Parfois, il est difficile de rester motivé.e. Je ne suis pas sûr.e que beaucoup d'activistes disent cela publiquement, car on ne veut jamais décevoir ceux qui pourraient compter sur nous pour l'inspiration, mais c'est vrai. Il y a toujours la crainte de ce qui pourrait arriver si je m'arrête, mais la peur n'est pas le moteur le plus puissant. Au moment où j'ai eu le plus peur de l'effondrement écologique, c’est là que j'ai été le plus paralysé.e. J'ai découvert que la colère et l'amour, lorsqu'ils sont combinés sont les moteurs les plus puissants. Je suis indigné.e par la destruction des moyens de subsistance des foyers, des futurs, au nom du profit des énergies fossiles, et j'ai un attachement particulier pour ce qui a déjà été perdu tout en continuant à lutter pour protéger ce que nous avons encore.

 

  1. Y a-t-il un message que vous aimeriez partager ou des conseils pour ceux qui veulent suivre vos traces mais ne savent pas par où commencer?

Vous devez trouver une communauté. Tout commence avec un.e ami.e, un.e enseignant.e, un.e parent.e, un collègue qui partage vos valeurs et votre foi en l'avenir. Personne n'organise quoi que ce soit seul.e. Pour provoquer un changement au niveau local, vous avez besoin du soutien vocal et actif de ceux qui vous entourent. Tout le monde ne sera peut-être pas d'accord avec vos idées ; certaines personnes ne veulent tout simplement pas voir de changement se produire, ou pourraient soulever des objections sur de nombreux obstacles dans votre plan que vous n'avez peut-être pas remarqués. Encouragez autant de discussions civiles, ouvertes et constructives que possible dans le forum, et demandez de l'aide à vos partisans pour surmonter les obstacles structurels ou personnels ! De nombreux membres de votre communauté auront des idées nouvelles sur la manière de surmonter ces obstacles, et entre-temps, vous pouvez toujours faire une pause bien méritée pour prendre soin de vous.

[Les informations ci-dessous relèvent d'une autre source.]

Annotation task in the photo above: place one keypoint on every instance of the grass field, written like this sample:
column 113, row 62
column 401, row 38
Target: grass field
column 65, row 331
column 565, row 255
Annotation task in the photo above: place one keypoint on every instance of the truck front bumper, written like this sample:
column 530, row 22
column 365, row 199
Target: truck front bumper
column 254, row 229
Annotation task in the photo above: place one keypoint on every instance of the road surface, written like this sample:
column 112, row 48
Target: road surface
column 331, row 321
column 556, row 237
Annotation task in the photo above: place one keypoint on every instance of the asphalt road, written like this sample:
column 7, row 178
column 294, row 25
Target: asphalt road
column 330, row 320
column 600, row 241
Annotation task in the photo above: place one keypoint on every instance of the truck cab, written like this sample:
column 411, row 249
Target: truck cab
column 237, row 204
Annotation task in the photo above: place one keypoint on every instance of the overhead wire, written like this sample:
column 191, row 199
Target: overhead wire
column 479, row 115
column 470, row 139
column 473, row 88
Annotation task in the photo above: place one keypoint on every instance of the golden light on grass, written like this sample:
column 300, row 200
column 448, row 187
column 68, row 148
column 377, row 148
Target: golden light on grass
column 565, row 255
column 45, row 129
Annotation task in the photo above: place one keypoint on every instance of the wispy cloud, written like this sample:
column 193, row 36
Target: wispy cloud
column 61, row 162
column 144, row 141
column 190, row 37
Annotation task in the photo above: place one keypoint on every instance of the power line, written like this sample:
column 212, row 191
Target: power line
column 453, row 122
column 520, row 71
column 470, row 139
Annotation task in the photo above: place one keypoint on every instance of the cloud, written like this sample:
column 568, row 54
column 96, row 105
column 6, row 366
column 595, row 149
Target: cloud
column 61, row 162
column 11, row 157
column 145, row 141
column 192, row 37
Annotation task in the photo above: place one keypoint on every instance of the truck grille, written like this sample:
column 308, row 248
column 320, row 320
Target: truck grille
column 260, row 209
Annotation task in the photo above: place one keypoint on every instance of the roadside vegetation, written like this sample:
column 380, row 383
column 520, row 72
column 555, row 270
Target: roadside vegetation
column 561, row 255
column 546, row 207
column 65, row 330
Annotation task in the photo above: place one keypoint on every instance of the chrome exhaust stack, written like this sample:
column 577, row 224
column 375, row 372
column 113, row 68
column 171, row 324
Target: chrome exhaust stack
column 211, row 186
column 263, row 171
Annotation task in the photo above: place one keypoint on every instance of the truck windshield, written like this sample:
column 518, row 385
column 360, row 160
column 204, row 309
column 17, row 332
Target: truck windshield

Organisez des réunions régulières, collaborez avec des organisations semblables et forgez des partenariats avec des groupes expérimentés ayant une vision similaire. Rien ne viendra si vous ne faites rien ; mais un tout nouveau monde peut être construit en commençant quelque part, alors n'ayez pas peur de transgresser autant de règles que nécessaire pour obtenir la justice climatique que nous méritons.

  

*Green New Deal est un plan politique visant à combattre le changement climatique en promouvant la transition vers une économie durable et à faible émission de carbone tout en favorisant la création d'emplois verts.


** Teach The Future est un mouvement éducatif mondial qui vise à intégrer l'éducation à la durabilité et au changement climatique dans les programmes scolaires afin de préparer les jeunes générations à faire face aux défis environnementaux futurs.